Lastly, we would like to sincerely thank all the reviewers once again for your constructive feedback and valuable suggestions.

Best Regards,

Authors of Submission 6968.

最终决定

This paper proposes Self-play Reinforcement Learning (SeRL) to bootstrap LLM training with limited initial data. A self-instruction stage generates new instructions based on the available data at each training step with filtering, and a self-rewarding stage uses majority voting to estimate response rewards for the generated instructions. Finally, SeRL performs conventional RL based on the generated data.
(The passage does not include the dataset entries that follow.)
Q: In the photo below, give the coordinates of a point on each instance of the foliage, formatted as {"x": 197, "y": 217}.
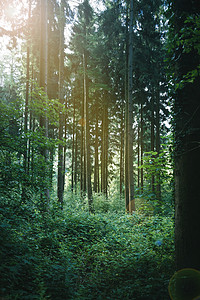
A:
{"x": 74, "y": 255}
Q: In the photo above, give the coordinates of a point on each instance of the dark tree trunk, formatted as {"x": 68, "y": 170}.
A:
{"x": 152, "y": 138}
{"x": 130, "y": 114}
{"x": 43, "y": 84}
{"x": 138, "y": 154}
{"x": 122, "y": 152}
{"x": 158, "y": 185}
{"x": 126, "y": 188}
{"x": 73, "y": 144}
{"x": 87, "y": 135}
{"x": 96, "y": 163}
{"x": 141, "y": 146}
{"x": 187, "y": 149}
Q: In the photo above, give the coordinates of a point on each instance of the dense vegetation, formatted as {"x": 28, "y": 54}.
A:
{"x": 99, "y": 134}
{"x": 74, "y": 255}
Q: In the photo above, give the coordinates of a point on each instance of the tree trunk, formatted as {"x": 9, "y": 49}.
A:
{"x": 130, "y": 114}
{"x": 187, "y": 150}
{"x": 82, "y": 175}
{"x": 96, "y": 163}
{"x": 158, "y": 185}
{"x": 122, "y": 152}
{"x": 73, "y": 143}
{"x": 152, "y": 138}
{"x": 126, "y": 190}
{"x": 87, "y": 136}
{"x": 60, "y": 183}
{"x": 104, "y": 155}
{"x": 43, "y": 84}
{"x": 138, "y": 154}
{"x": 142, "y": 146}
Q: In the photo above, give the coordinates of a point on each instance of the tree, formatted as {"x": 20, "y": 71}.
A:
{"x": 60, "y": 184}
{"x": 130, "y": 115}
{"x": 43, "y": 84}
{"x": 187, "y": 137}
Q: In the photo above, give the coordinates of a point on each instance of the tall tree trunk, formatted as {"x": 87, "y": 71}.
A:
{"x": 27, "y": 96}
{"x": 138, "y": 154}
{"x": 96, "y": 163}
{"x": 130, "y": 114}
{"x": 104, "y": 147}
{"x": 126, "y": 189}
{"x": 87, "y": 135}
{"x": 82, "y": 175}
{"x": 142, "y": 146}
{"x": 158, "y": 185}
{"x": 152, "y": 138}
{"x": 187, "y": 148}
{"x": 43, "y": 84}
{"x": 121, "y": 164}
{"x": 60, "y": 183}
{"x": 73, "y": 143}
{"x": 76, "y": 159}
{"x": 26, "y": 140}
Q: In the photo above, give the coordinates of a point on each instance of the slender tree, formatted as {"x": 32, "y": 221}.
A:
{"x": 60, "y": 183}
{"x": 130, "y": 113}
{"x": 43, "y": 85}
{"x": 187, "y": 139}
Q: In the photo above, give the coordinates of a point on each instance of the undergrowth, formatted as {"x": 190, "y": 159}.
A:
{"x": 70, "y": 254}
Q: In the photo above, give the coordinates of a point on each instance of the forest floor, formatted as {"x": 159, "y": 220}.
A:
{"x": 71, "y": 254}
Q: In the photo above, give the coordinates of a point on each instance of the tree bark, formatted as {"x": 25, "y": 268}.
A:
{"x": 130, "y": 114}
{"x": 142, "y": 146}
{"x": 122, "y": 152}
{"x": 87, "y": 135}
{"x": 187, "y": 149}
{"x": 96, "y": 163}
{"x": 158, "y": 185}
{"x": 60, "y": 183}
{"x": 152, "y": 138}
{"x": 43, "y": 84}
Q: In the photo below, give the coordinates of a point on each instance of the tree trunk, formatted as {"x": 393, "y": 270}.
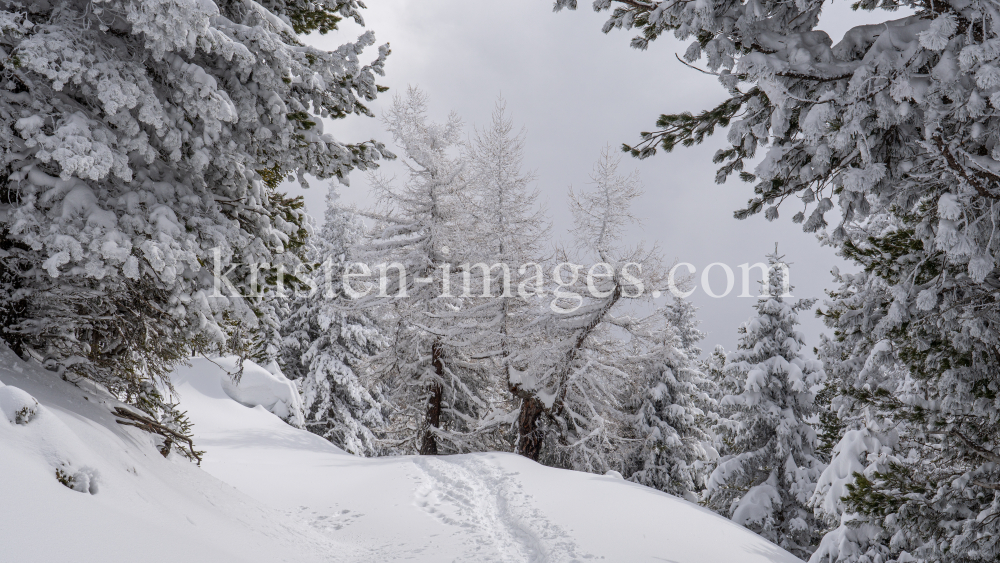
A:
{"x": 529, "y": 436}
{"x": 432, "y": 418}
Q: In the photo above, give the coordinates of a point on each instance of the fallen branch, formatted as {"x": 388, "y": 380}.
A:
{"x": 141, "y": 422}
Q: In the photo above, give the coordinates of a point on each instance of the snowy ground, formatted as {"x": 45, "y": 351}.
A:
{"x": 269, "y": 492}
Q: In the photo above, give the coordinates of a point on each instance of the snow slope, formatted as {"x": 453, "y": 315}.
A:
{"x": 480, "y": 507}
{"x": 269, "y": 492}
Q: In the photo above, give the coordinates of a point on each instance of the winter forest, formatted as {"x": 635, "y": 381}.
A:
{"x": 257, "y": 304}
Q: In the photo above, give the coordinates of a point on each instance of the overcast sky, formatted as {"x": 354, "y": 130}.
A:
{"x": 577, "y": 90}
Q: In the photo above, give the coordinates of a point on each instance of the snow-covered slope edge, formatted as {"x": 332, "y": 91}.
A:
{"x": 130, "y": 504}
{"x": 298, "y": 498}
{"x": 481, "y": 507}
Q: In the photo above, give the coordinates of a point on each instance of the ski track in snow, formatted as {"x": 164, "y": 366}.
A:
{"x": 491, "y": 511}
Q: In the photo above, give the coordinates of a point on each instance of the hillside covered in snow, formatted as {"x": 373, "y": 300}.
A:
{"x": 269, "y": 492}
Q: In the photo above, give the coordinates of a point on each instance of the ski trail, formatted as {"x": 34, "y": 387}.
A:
{"x": 491, "y": 511}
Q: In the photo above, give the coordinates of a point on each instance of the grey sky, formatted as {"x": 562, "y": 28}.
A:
{"x": 577, "y": 90}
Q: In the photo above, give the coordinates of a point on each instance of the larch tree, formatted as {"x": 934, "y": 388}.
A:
{"x": 417, "y": 247}
{"x": 144, "y": 143}
{"x": 510, "y": 230}
{"x": 574, "y": 387}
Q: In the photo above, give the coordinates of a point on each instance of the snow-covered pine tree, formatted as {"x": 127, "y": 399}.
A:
{"x": 143, "y": 142}
{"x": 510, "y": 231}
{"x": 420, "y": 241}
{"x": 768, "y": 472}
{"x": 574, "y": 387}
{"x": 663, "y": 414}
{"x": 682, "y": 316}
{"x": 897, "y": 120}
{"x": 329, "y": 343}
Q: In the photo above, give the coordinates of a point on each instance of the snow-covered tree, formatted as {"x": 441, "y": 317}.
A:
{"x": 510, "y": 231}
{"x": 329, "y": 343}
{"x": 421, "y": 241}
{"x": 144, "y": 142}
{"x": 897, "y": 121}
{"x": 664, "y": 416}
{"x": 682, "y": 316}
{"x": 574, "y": 386}
{"x": 768, "y": 471}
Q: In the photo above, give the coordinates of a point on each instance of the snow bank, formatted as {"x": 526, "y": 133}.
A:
{"x": 76, "y": 486}
{"x": 480, "y": 507}
{"x": 268, "y": 388}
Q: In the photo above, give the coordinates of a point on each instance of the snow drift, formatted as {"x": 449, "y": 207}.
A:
{"x": 299, "y": 498}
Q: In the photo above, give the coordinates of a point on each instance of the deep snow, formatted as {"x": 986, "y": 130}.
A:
{"x": 269, "y": 492}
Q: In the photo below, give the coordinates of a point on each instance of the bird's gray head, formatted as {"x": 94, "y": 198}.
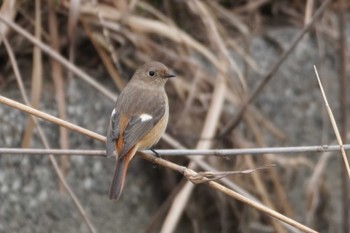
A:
{"x": 153, "y": 73}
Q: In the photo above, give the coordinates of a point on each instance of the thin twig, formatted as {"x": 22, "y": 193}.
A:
{"x": 343, "y": 83}
{"x": 44, "y": 140}
{"x": 50, "y": 118}
{"x": 334, "y": 124}
{"x": 58, "y": 83}
{"x": 170, "y": 165}
{"x": 187, "y": 152}
{"x": 59, "y": 58}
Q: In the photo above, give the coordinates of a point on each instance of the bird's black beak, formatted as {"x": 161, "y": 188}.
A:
{"x": 170, "y": 75}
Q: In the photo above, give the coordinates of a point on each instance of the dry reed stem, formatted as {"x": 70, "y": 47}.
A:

The reviewers generally found the proposed method to be interesting and sound, though the individual components (e.g., self-rewarding, self-instruction) are not completely new. The empirical evaluations are solid and demonstrate the effectiveness of the method.

The authors provided extensive results in the rebuttal to address the initial concerns raised by the reviewers, and the reviewers were satisfied with the responses. After the rebuttal, all reviewers were positive about this paper.